Business models—whether they are models for analyzing market trends or running a major auto manufacturer—typically assume that history provides a guide to future outcomes. Such an assumption is usually reliable, but whenever events fall outside historical norms, the results can be catastrophic. Against this background, consider the introduction of computer-based program trading, arguably the most important change in global investing since the founding of the first mutual fund—the Massachusetts Investors Trust—in 1924. Over the past 20 years on Wall Street, computer-based models have gradually replaced human networks of strategists and traders. Quantitative analysts (“Quants”) trained in mathematics and physics have used sophisticated data analytics and modeling skills to evaluate securities and develop portfolio-management theories. The advent of Quants has allowed firms of all stripes to trade ever-larger volumes of securities and to extend their activities to new and exotic instruments. Using either mathematical or statistical models, firms have also been able to trade huge volumes of securities globally. In many cases, the computers didn’t just provide advice, they actually executed stock trades. By the end of September 2008, the global stock exchange NYSE Euronext reported that so-called program trading, in which computers execute trades based on programs developed by Quants without specific human intervention, represented almost 17 percent of trades—more than 900 million shares per day…

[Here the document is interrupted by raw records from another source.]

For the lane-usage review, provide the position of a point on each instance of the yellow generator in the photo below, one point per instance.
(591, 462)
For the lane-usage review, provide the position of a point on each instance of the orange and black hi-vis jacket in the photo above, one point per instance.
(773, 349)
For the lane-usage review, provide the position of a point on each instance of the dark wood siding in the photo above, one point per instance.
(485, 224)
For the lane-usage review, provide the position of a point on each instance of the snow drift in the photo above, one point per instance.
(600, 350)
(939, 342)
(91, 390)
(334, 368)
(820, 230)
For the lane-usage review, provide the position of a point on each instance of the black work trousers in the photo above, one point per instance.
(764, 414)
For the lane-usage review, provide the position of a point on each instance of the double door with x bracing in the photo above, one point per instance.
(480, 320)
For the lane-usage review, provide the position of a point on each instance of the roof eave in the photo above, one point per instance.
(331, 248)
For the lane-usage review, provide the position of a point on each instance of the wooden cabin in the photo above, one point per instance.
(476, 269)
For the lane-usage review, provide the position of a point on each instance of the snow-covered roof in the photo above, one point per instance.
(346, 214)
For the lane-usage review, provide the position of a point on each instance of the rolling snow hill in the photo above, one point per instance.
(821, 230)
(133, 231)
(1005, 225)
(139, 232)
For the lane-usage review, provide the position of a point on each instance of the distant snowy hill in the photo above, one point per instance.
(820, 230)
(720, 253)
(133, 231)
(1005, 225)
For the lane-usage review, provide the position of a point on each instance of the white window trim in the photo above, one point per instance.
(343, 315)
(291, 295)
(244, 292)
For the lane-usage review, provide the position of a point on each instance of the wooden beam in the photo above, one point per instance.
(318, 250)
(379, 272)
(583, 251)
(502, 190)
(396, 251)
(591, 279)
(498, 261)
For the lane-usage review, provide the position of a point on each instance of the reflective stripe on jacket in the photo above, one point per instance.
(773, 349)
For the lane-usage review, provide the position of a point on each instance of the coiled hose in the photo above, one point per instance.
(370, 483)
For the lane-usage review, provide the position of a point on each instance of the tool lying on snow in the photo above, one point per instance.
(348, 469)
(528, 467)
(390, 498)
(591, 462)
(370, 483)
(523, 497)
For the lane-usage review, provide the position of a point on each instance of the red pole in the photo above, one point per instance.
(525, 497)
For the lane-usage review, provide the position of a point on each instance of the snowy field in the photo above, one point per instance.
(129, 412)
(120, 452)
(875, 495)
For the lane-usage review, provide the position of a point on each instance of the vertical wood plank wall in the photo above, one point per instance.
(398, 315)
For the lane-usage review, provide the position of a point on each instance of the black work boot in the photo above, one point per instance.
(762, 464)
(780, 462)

Computer models have three inherent problems. The first problem is that those who created the models don’t understand the markets. Modelers are experts in math, computer science, or physics. They are not generally experts in stocks, bonds, markets, or psychology. Modelers like to think of markets as efficient abstractions, but these abstractions can never fully account for the messy and irrational actions that humans take for emotional reasons. Moreover, as we have seen, they construct their models or programs based on a study of historical market data. They test them by showing how well the model would have performed in a given historical situation. Because their programs must have some parameters, modelers necessarily have to exclude unprecedented circumstances like the current simultaneous volatility in global debt, equity, currency, and commodity markets.
The second problem is that managers don’t understand the modelers. Most of the current generation of senior executives on Wall Street lack the technical background to understand the models (or the algorithms that underlie them) that power their own firms’ trading strategies. Because they are unable to speak the same language as the people creating the models, the managers have difficulty framing the questions necessary to comprehend how the models might respond to different situations. The problem here goes beyond comprehension. Even if the executives were Quants, they might well not understand as much as they would like about the programs running their businesses. The models themselves—and particularly the interaction among models—has grown so complex that it may have become impossible for any human to fully grasp the types and volumes of derivatives traded in this way or to predict how the models will interact with each other.
The third problem is that the models don’t “understand” each other. Each model executes its own strategy based on its calculus for maximizing value in a given market. But individual models are not able to take into account the role other models play in driving the markets. As a result, each program reacts almost in real time to the actions of other programs, potentially compounding volatility and leading to wild market swings. As we have seen, this happened recently when a set of models analyzing market data led their respective firms to liquidate assets and maximize their cash positions. The cumulative effect intensified the resulting selloff.